I’m surprisingly already over the Soto thing. Like I’m bummed he’s not a Yankee, but honestly Cohen was gonna top every offer the Yankees put out there. Could the Yankees have offered more? Probably..but again pretty confident Cohen was gonna top every offer.

Carlos Herrera

Soto should have said he'll re-sign if he can grow a beard and really thrown them for a loop.

Michael Axisa

I get it that the suite wasn’t the deciding factor of course. But that seems like a weird stance to take.

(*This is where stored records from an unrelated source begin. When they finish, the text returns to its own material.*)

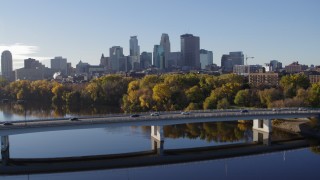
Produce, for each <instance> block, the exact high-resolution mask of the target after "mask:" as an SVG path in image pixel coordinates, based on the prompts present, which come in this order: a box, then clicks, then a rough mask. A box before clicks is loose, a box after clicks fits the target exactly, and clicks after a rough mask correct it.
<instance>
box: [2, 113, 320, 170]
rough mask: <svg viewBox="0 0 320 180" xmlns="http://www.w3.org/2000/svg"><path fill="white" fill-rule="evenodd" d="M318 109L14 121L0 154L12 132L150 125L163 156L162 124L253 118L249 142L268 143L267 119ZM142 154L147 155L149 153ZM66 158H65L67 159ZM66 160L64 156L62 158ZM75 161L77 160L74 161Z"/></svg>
mask: <svg viewBox="0 0 320 180" xmlns="http://www.w3.org/2000/svg"><path fill="white" fill-rule="evenodd" d="M319 114H320V110H307V111H299V110H282V111H272V110H267V109H260V110H250V111H242V112H240V111H235V110H226V111H194V112H190V113H189V114H186V113H184V114H181V113H179V112H167V113H162V114H161V115H160V116H150V115H149V114H140V115H139V117H132V116H128V115H117V116H106V117H99V118H98V117H94V118H90V117H86V118H79V119H75V120H71V119H56V120H49V121H48V120H46V121H44V120H42V121H41V120H35V121H16V122H12V123H11V124H7V125H5V124H2V125H1V127H0V135H1V155H2V160H1V162H2V165H4V166H7V165H9V164H10V163H11V162H12V159H11V158H10V148H9V144H10V143H9V136H10V135H14V134H23V133H35V132H43V131H59V130H71V129H88V128H101V127H105V126H151V135H150V137H151V154H152V153H155V154H157V155H160V156H163V155H164V152H165V151H166V150H165V149H164V135H163V126H165V125H174V124H186V123H203V122H221V121H236V120H253V141H254V142H259V143H262V144H264V145H271V138H270V133H271V132H272V124H271V120H273V119H288V118H290V119H292V118H309V117H319ZM142 155H150V152H147V154H142ZM67 159H68V158H67ZM69 159H70V158H69ZM65 160H66V159H65ZM76 161H78V160H76Z"/></svg>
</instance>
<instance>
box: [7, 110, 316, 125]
mask: <svg viewBox="0 0 320 180" xmlns="http://www.w3.org/2000/svg"><path fill="white" fill-rule="evenodd" d="M189 112H190V115H179V116H177V114H180V113H181V111H169V112H167V111H164V112H160V116H150V112H143V113H141V112H140V113H137V114H140V115H141V116H142V117H138V118H137V119H140V120H141V119H146V120H152V119H155V120H156V119H186V118H207V117H222V116H239V118H241V117H243V116H254V115H285V114H320V110H319V109H312V110H310V109H308V110H306V111H299V110H298V109H297V108H287V109H286V110H280V111H272V110H270V109H259V110H257V109H251V110H249V111H248V112H247V113H241V112H240V110H239V109H227V110H193V111H189ZM131 114H132V113H130V114H120V113H118V114H109V115H97V116H81V117H79V119H93V120H92V121H91V122H97V121H101V119H107V118H108V119H109V120H110V118H112V117H114V118H115V119H116V120H118V121H125V120H126V121H127V120H134V119H135V118H131V117H130V115H131ZM68 119H69V118H47V119H31V120H18V121H10V122H12V123H23V122H25V123H28V122H30V123H31V122H38V121H41V122H44V121H50V122H52V121H63V120H68ZM95 119H96V120H95Z"/></svg>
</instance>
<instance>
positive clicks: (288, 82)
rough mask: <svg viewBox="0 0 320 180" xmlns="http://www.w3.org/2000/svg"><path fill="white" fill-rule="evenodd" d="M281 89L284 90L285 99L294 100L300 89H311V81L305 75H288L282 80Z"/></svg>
mask: <svg viewBox="0 0 320 180" xmlns="http://www.w3.org/2000/svg"><path fill="white" fill-rule="evenodd" d="M280 87H281V88H282V89H283V93H284V96H285V97H287V98H293V97H294V96H296V93H297V90H298V89H300V88H303V89H307V88H308V87H310V80H309V78H308V77H307V76H306V75H304V74H293V75H286V76H283V77H282V78H281V80H280Z"/></svg>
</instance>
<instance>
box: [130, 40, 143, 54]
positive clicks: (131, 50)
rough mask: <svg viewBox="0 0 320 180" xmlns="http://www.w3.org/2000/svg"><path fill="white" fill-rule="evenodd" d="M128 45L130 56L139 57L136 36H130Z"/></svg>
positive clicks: (138, 46)
mask: <svg viewBox="0 0 320 180" xmlns="http://www.w3.org/2000/svg"><path fill="white" fill-rule="evenodd" d="M129 43H130V56H139V55H140V46H139V45H138V38H137V36H131V37H130V41H129Z"/></svg>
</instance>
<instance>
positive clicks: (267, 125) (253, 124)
mask: <svg viewBox="0 0 320 180" xmlns="http://www.w3.org/2000/svg"><path fill="white" fill-rule="evenodd" d="M252 131H253V141H254V142H260V143H263V144H264V145H267V146H269V145H271V132H272V122H271V119H262V120H261V119H254V120H253V127H252Z"/></svg>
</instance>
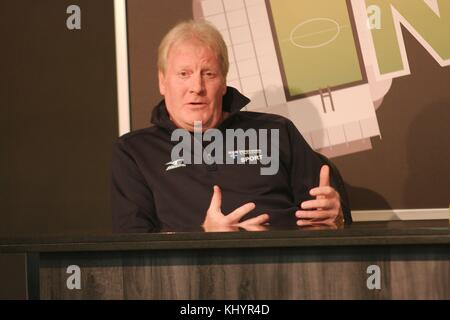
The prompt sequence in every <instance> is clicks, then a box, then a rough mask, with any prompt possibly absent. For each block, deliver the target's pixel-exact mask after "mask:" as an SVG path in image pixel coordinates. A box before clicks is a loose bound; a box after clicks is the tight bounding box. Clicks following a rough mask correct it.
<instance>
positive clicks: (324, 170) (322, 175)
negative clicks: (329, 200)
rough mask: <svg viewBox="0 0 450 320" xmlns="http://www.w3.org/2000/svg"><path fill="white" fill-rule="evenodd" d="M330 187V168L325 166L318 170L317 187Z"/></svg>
mask: <svg viewBox="0 0 450 320" xmlns="http://www.w3.org/2000/svg"><path fill="white" fill-rule="evenodd" d="M329 185H330V167H329V166H327V165H323V166H322V168H320V180H319V187H326V186H329Z"/></svg>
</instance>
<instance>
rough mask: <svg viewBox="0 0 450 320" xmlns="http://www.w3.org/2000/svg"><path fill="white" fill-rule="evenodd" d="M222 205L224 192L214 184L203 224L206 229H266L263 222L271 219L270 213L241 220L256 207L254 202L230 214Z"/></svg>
mask: <svg viewBox="0 0 450 320" xmlns="http://www.w3.org/2000/svg"><path fill="white" fill-rule="evenodd" d="M221 207H222V192H221V191H220V188H219V187H218V186H214V192H213V195H212V198H211V204H210V205H209V208H208V211H207V212H206V217H205V221H204V222H203V225H202V227H203V228H204V229H205V231H237V230H239V227H240V228H243V229H245V230H248V231H263V230H266V228H265V227H264V226H263V224H265V223H266V222H268V221H269V215H268V214H261V215H259V216H257V217H255V218H251V219H248V220H245V221H242V222H240V221H241V219H242V218H243V217H244V216H245V215H246V214H247V213H249V212H250V211H252V210H253V209H255V204H254V203H253V202H249V203H246V204H244V205H243V206H241V207H239V208H237V209H236V210H234V211H233V212H231V213H230V214H228V215H224V214H223V213H222V209H221Z"/></svg>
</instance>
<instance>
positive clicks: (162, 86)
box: [158, 70, 166, 96]
mask: <svg viewBox="0 0 450 320" xmlns="http://www.w3.org/2000/svg"><path fill="white" fill-rule="evenodd" d="M158 80H159V93H161V95H162V96H163V95H165V93H166V81H165V77H164V73H163V72H162V71H161V70H160V71H158Z"/></svg>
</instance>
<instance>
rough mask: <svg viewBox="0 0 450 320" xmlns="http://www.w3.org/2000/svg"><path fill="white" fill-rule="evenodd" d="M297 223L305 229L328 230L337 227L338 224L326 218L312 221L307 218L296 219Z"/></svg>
mask: <svg viewBox="0 0 450 320" xmlns="http://www.w3.org/2000/svg"><path fill="white" fill-rule="evenodd" d="M297 225H298V226H299V227H302V229H305V230H329V229H337V228H338V226H337V225H336V224H334V223H332V222H329V221H328V220H325V221H324V222H312V221H308V220H298V221H297Z"/></svg>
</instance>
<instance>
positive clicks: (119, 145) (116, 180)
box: [111, 140, 159, 233]
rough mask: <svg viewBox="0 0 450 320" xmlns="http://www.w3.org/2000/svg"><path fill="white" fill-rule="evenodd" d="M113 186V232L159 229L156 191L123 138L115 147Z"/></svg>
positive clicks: (137, 230)
mask: <svg viewBox="0 0 450 320" xmlns="http://www.w3.org/2000/svg"><path fill="white" fill-rule="evenodd" d="M111 189H112V190H111V191H112V225H113V232H115V233H125V232H126V233H132V232H134V233H143V232H152V231H157V229H158V228H159V223H158V219H157V216H156V210H155V205H154V199H153V193H152V191H151V189H150V188H149V186H148V184H147V182H146V181H145V179H144V177H143V175H142V173H141V172H140V170H139V168H138V166H137V164H136V162H135V161H134V160H133V158H132V156H131V155H130V153H129V152H127V150H126V146H125V145H124V143H123V141H121V140H119V141H118V142H117V143H116V144H115V146H114V149H113V155H112V185H111Z"/></svg>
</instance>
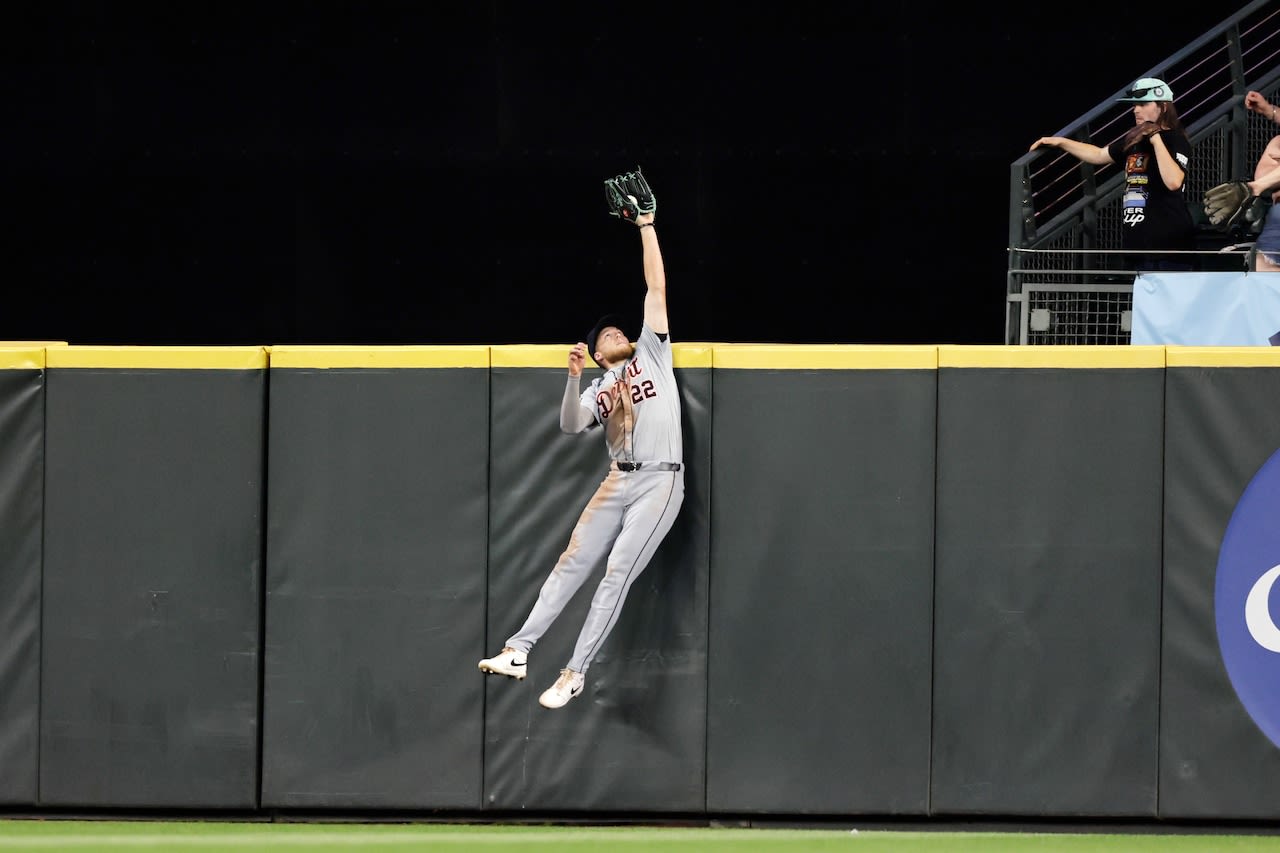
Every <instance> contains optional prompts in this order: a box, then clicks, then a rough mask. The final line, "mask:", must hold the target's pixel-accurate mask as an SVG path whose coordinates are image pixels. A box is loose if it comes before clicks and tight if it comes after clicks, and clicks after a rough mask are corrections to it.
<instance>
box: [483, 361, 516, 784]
mask: <svg viewBox="0 0 1280 853" xmlns="http://www.w3.org/2000/svg"><path fill="white" fill-rule="evenodd" d="M485 377H486V378H488V382H489V388H488V391H489V393H488V398H489V411H488V420H489V423H488V424H486V425H485V439H484V441H485V452H484V467H485V473H484V597H483V601H484V619H481V620H480V638H481V639H480V642H481V649H480V656H481V657H483V656H485V654H488V653H489V652H488V648H489V573H490V571H492V565H490V562H492V558H493V543H492V542H490V539H492V537H490V535H489V530H490V519H492V516H493V410H494V406H493V355H492V351H490V356H489V369H488V370H486V371H485ZM526 678H527V672H526ZM480 684H481V686H480V802H479V803H477V804H476V806H477V808H481V809H484V807H485V800H486V792H485V771H486V768H488V763H486V762H488V752H489V679H488V678H486V679H484V680H481V683H480Z"/></svg>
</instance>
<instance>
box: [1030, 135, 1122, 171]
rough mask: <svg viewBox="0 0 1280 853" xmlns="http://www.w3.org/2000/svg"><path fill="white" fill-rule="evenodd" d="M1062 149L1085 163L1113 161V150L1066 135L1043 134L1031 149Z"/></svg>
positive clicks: (1074, 157)
mask: <svg viewBox="0 0 1280 853" xmlns="http://www.w3.org/2000/svg"><path fill="white" fill-rule="evenodd" d="M1043 147H1050V149H1060V150H1062V151H1066V152H1068V154H1070V155H1071V156H1073V158H1075V159H1076V160H1083V161H1084V163H1091V164H1093V165H1106V164H1108V163H1111V161H1112V160H1111V152H1110V151H1107V150H1106V149H1101V147H1098V146H1096V145H1093V143H1091V142H1080V141H1079V140H1069V138H1066V137H1065V136H1042V137H1041V138H1038V140H1036V141H1034V142H1032V147H1030V150H1032V151H1034V150H1036V149H1043Z"/></svg>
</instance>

Maybe Soto wanted to feel like he was more special than Judge and Jeter and it’s such an easy give, just do it. I just don’t like the idea of the Yankees refusing to budge off of precedent, which is entirely believable and very Yankees-esque. In a bad way.

Jingling Baby

The suite thing seems like a bunch of nothing. It seems like it was put out there because no one wants to hear "he took the most money." There always has to be some other motivation. A suite didn't decide it.

Michael Axisa

The Yankees refusal to offer Soto a free suite at the Stadium may have helped push him to the Mets. That seems…bad. Like, isn’t that the easy part? Those perks that make a player wanted?